The file DatumProcessor.java follows:

DatumProcessor.java
import java.lang.StringBuffer;

/**
 * A small helper application for processing documents.
 * @author Mike Fitzgerald
 *
 */
public class DatumProcessor extends RVisitorBase {

    // Instantiate a string buffer for collecting text
    private StringBuffer buffer = new StringBuffer();

    /**
     * Behavior upon entering a <code>&lt;datum&gt;</code> element.
     * @param datum the element to be ranged over
* @return <code>true</code>, traverses child nodes; if false, skip \
    traversing child nodes
     *
     */
    public boolean enter(Datum datum) {
        String d = datum.getContentAsString();
        buffer.append("\n");
       	buffer.append("Datum: ");
        buffer.append(d);
        return (true);
    }

    /**
     * Behavior upon entering a <code>&lt;subdatum&gt;</code> element.
     * @param subdatum the element to be ranged over
* @return <code>true</code>, traverses child nodes; if false, skip \
    traversing child nodes
     *
     */
    public boolean enter(Subdatum subdatum) {
        String sd = subdatum.getContent();
       	buffer.append(" Subdatum: ");
        buffer.append(sd);
        return (true);
    }

    /**
     * Exit behavior when leaving a <code>&lt;datum&gt;</code> element.
     * @param datum the element to be ranged over
     *
     */
    public void leave(Datum datum) {
        buffer.append("\n\n");
    }

    /**
     * Gets text as a String from StringBuffer buffer.
     * @return the Stringbuffer buffer as a String
     *
     */
    public String getText() {
	return (new String(buffer));
    }

}

This class extends the RVisitorBase class, providing a few methods specifically for processing datum and subdatum nodes.
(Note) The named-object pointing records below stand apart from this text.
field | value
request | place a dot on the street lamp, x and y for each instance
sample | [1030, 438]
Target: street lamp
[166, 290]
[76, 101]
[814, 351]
Text is collected in a StringBuffer called buffer. The enter() methods define behavior upon entering the nodes, and the leave() method defines an action for when exiting a datum node. The getText() method is used in the RecordApp class to output the text in buffer. This code does not process a description node, if it exists in a <record> document

Finally, compile the program RecordApp.java. When you issue this command, all the other Java files in the patterns directory will be compiled as well:

C:\Relaxer\patterns>javac RecordApp.java

After you compile the program successfully, run it with record.xml as an argument:

C:\Relaxer\patterns>java RecordApp record.xml

You should see output that looks like this:

RecordApp output
Datum: 000-256-0940


Datum: 000-256-0941 Subdatum: KLU


Datum: 000-256-0942 Subdatum: KLV


Datum: 000-256-0943 Subdatum: KLW

That concludes the visitor/composite portion of the tutorial. See the sample/visitor, sample/namespace, and sample/mathml directories for additional composite/visitor examples.